Mit jedem weiteren Film vertieft Kleber Mendonça Filho seine kritische Analyse der Machtdynamik und der sozialen Ungleichheiten, die sein Land spalteten und es weiterhin tun. Kleber arbeitet gerne mit filmischen Codes. Ob sozialer Realismus (Aquarius), Genrekino (Bacurau) oder Dokumentarfilm (Retratos Fantasmas), sein Werk verschreibt sich klar einer visuell-ästhetischen Linie, der er auch in seinem neusten Film treu bleibt: Hier handelt es sich um einen Epochenfilm, angesiedelt im Jahr 1977, und nicht nur Dekor (Telefonzellen im Vintage-Stil) und Kostüme (Shorts und Schlaghosen) werfen uns zurück in jene Periode: Auch die Kameraführung und Schnitttechniken verschreiben sich ganz dieser Zeit, wie etwa die Verwendung des Split Screens oder der Wischblende beim Übergang von einer Szene in die nächste. Kommt dazu, dass das Ganze während der Karnevalszeit angesiedelt ist und die Menschen da in Brasilien seit jeher «verrückt» spielen.
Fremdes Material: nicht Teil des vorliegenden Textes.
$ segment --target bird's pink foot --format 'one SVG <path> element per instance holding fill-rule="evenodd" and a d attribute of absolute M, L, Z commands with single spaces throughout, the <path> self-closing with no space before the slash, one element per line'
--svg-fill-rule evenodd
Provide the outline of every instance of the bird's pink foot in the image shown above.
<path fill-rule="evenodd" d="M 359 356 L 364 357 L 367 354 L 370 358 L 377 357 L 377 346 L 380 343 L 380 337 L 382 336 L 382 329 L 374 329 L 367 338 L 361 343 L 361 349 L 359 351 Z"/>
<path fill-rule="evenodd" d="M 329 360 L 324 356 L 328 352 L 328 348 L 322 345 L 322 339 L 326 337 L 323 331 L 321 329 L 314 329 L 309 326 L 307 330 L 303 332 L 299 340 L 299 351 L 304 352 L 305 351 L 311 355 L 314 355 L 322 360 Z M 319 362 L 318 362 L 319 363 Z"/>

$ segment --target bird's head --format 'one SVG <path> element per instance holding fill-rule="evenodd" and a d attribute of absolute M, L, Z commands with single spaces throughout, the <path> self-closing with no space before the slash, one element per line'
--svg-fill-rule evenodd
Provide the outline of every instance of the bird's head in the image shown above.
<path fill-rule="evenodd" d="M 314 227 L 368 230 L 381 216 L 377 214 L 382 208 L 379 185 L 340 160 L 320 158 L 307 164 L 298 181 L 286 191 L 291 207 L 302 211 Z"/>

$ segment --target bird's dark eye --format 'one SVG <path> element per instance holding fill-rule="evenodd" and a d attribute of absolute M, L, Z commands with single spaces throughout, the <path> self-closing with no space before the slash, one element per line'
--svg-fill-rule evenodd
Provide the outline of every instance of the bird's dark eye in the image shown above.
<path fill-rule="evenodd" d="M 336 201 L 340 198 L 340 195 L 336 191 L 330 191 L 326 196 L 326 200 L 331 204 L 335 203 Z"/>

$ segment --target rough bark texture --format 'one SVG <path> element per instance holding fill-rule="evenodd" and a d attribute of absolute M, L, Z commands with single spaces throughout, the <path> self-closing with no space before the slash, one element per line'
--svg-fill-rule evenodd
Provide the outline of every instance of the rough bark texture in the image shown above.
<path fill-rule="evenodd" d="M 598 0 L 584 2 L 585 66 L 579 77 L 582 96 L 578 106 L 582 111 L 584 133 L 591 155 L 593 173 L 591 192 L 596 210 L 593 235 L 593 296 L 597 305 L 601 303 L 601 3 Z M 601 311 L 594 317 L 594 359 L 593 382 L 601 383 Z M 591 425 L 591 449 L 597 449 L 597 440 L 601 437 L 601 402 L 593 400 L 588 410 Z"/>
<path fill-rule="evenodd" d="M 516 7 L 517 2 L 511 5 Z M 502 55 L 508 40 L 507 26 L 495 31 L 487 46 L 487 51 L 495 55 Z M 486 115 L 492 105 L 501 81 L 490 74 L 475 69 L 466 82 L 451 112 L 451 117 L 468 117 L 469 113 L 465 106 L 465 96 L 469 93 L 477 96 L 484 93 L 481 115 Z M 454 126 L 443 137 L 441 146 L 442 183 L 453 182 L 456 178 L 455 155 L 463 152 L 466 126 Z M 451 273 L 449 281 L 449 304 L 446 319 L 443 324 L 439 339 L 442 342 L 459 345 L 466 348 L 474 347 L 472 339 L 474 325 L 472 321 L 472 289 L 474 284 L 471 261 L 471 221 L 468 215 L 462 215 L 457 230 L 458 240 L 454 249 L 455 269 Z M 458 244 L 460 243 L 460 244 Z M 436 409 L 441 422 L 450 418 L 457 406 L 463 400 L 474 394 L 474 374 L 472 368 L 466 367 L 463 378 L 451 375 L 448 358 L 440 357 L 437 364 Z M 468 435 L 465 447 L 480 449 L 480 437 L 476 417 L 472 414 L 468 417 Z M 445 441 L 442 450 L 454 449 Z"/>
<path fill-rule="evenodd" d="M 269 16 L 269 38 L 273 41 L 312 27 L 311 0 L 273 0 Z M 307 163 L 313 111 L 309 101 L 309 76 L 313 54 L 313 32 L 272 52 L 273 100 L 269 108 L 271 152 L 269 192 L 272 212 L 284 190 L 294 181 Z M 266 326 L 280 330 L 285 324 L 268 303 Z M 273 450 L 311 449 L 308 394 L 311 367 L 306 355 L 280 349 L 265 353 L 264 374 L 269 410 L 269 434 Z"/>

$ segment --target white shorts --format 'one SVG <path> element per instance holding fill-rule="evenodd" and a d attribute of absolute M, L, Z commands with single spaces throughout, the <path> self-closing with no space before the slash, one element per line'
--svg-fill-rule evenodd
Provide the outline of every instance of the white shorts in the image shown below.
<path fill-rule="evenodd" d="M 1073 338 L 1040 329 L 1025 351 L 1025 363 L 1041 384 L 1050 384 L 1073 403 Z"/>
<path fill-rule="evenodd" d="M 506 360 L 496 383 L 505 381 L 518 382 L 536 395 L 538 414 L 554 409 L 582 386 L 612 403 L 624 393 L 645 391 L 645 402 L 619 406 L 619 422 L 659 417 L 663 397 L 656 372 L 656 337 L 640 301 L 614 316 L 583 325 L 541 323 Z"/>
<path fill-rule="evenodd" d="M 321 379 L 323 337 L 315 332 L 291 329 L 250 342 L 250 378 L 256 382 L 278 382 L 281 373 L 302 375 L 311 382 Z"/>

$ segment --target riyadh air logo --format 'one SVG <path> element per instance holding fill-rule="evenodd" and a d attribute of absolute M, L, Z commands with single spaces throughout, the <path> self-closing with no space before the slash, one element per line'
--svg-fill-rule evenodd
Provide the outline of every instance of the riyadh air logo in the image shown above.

Die farbenfrohe, lebendige Kulisse, deren Musik und Tanz The Secret Agent viel Dynamik verleiht, kontrastiert zum Ernst der Handlung, was die tragische Wirkung verstärkt.
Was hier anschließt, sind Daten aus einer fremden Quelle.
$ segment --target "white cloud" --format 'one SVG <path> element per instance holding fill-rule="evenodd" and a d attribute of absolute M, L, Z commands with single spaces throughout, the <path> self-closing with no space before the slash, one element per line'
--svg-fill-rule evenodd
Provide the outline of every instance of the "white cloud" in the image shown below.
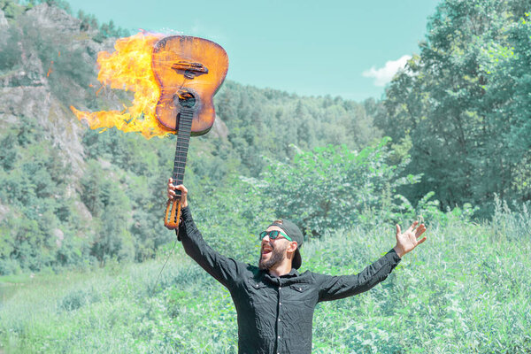
<path fill-rule="evenodd" d="M 381 67 L 380 69 L 376 69 L 374 66 L 371 67 L 369 70 L 366 70 L 362 73 L 362 75 L 365 77 L 372 77 L 374 78 L 374 86 L 385 86 L 386 83 L 389 82 L 395 73 L 404 66 L 409 59 L 412 58 L 412 56 L 404 55 L 402 56 L 397 60 L 389 60 L 385 63 L 385 66 Z"/>

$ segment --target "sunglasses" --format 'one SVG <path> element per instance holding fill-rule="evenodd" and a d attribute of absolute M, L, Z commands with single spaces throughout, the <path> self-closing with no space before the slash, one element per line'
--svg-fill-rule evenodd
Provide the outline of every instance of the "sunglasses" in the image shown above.
<path fill-rule="evenodd" d="M 292 241 L 291 237 L 289 237 L 289 235 L 287 235 L 286 234 L 284 234 L 281 231 L 279 230 L 271 230 L 271 231 L 262 231 L 260 233 L 260 241 L 264 240 L 264 237 L 269 235 L 269 238 L 272 240 L 274 240 L 275 238 L 279 237 L 279 235 L 284 236 L 284 238 L 288 241 Z"/>

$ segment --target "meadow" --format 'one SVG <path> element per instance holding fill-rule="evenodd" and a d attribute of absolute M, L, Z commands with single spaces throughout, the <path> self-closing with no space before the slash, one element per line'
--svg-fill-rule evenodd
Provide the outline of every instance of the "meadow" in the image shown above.
<path fill-rule="evenodd" d="M 531 352 L 529 212 L 498 208 L 473 222 L 454 211 L 427 223 L 427 241 L 382 283 L 318 304 L 312 352 Z M 391 224 L 335 231 L 304 246 L 300 270 L 358 273 L 394 244 Z M 1 278 L 15 290 L 2 300 L 0 351 L 236 352 L 228 291 L 171 246 L 142 264 Z"/>

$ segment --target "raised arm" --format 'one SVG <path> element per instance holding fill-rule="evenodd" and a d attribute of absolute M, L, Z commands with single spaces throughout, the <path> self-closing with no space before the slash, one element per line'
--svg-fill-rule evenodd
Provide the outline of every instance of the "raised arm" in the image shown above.
<path fill-rule="evenodd" d="M 173 198 L 175 196 L 175 189 L 181 190 L 181 194 L 182 222 L 179 226 L 179 239 L 184 250 L 209 274 L 230 289 L 240 273 L 246 269 L 246 265 L 219 254 L 206 243 L 192 219 L 187 200 L 188 189 L 183 185 L 173 186 L 170 179 L 168 197 Z"/>
<path fill-rule="evenodd" d="M 337 300 L 367 291 L 384 281 L 399 262 L 400 257 L 391 249 L 358 274 L 333 276 L 314 273 L 319 289 L 319 302 Z"/>

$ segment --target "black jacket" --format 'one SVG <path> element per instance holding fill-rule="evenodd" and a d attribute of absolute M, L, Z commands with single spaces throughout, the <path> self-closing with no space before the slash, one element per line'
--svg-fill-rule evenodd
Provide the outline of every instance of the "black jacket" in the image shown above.
<path fill-rule="evenodd" d="M 186 253 L 230 291 L 238 313 L 238 352 L 311 353 L 315 305 L 367 291 L 400 262 L 394 250 L 356 275 L 331 276 L 296 269 L 276 277 L 212 250 L 189 208 L 181 211 L 179 238 Z"/>

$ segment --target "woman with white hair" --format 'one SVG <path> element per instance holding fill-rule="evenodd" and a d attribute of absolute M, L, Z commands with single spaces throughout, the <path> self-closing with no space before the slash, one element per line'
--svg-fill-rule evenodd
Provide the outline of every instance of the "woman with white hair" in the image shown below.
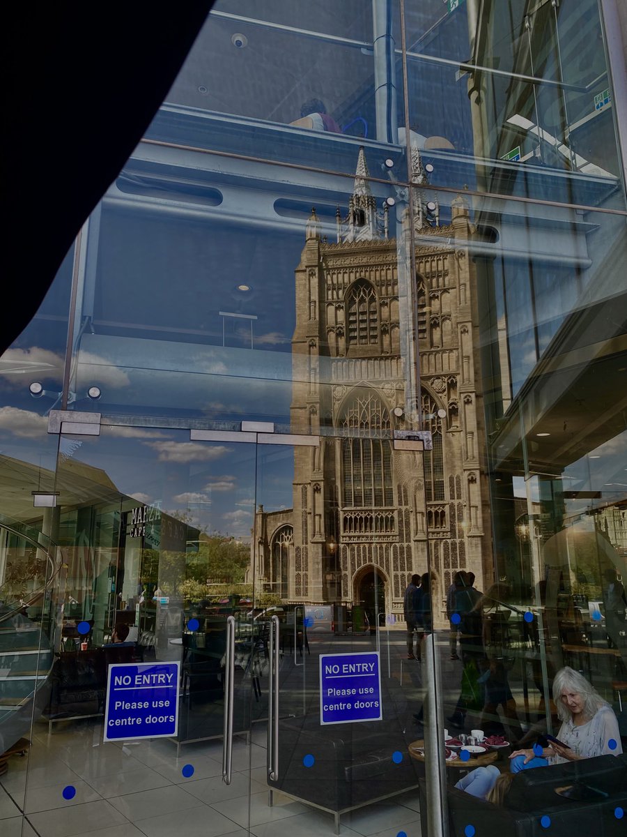
<path fill-rule="evenodd" d="M 562 721 L 557 735 L 561 743 L 550 741 L 546 747 L 536 745 L 531 750 L 514 751 L 509 757 L 512 773 L 623 752 L 612 707 L 583 675 L 568 665 L 560 669 L 553 679 L 553 695 Z"/>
Die Logik einer jeden Gesellschaft ist für mich ein faszinierendes Thema. Wir halten diese Logik für selbstverständlich, aber jedes Mal, wenn wir reisen, müssen wir uns damit auseinandersetzen.
Kleber Mendonça Filho
Das haarige Bein schlägt zu
«91 Tote zu Karneval», titeln die Zeitungen – und das ist erst der Anfang. Denn als bei der Obduktion eines gestrandeten Hais ein menschliches Bein aus dessen Magen gezogen wird (Pech für die Auftragskiller und den korrupten Lokalcop), wird es langsam unheimlich: Währenddem der Cop versucht, die Überreste der Dame ein zweites Mal zu entsorgen, spielt die Lokalpresse verrückt. Diese brillante Vermischung einer echten urbanen Legende, eines Korruptions-Fiaskos und eines Stücks Filmgeschichte sorgt für den komischen Unterton, der sich durch den Film zieht. Ursprünglich als Scherzgeschichte erfunden, wurde das «Perna cabeluda» (haariges Bein) in den 70ern in Recife rasch aufgegriffen und durch Radio und Zeitungen verbreitet, weil die Zensur der Militärdiktatur solche «harmlosen Horrorgeschichten» zuliess, während politische Themen blockiert wurden. Das Bein steht stellvertretend für die «Langhaarigen», mit welchen Kommunist:innen, Hippies und die queere Community gemeint waren, die dem Regime ein Dorn im Auge waren. Und wie in der urbanen Legende nimmt es auch bei Mendonça ein Eigenleben an und treibt es dabei ziemlich bunt. Das alles mag nun nach ganz schön viel klingen, doch Mendonça schafft es, diese fantastischen Elemente ungemein natürlich in seine Erzählung einzuweben und sie zur Kulisse zu machen, vor der sich das eigentliche Geschehen abspielt, wobei er sich viel Zeit für die Entwicklung der Dramaturgie lässt. Die internationale Filmkritik verlieh ihm einen Preis in Cannes mit der Begründung: «Wir haben uns für einen Film entschieden, der eine epische Grosszügigkeit besitzt; einen Film, der Abschweifungen, Ablenkungen, Humor und Charaktere zulässt, um eine Zeit und einen Ort sowie eine reiche, seltsame und zutiefst beunruhigende Geschichte von Korruption und Unterdrückung zu evozieren. Ein Film, der seine eigenen Regeln aufstellt, der persönlich, und doch universell ist, der sich Zeit nimmt und das Publikum in eine Welt eintauchen lässt – die Welt des vom Militär regierten Brasiliens im Jahr 1977 und die Welt der guten Menschen in schlechten Zeiten.»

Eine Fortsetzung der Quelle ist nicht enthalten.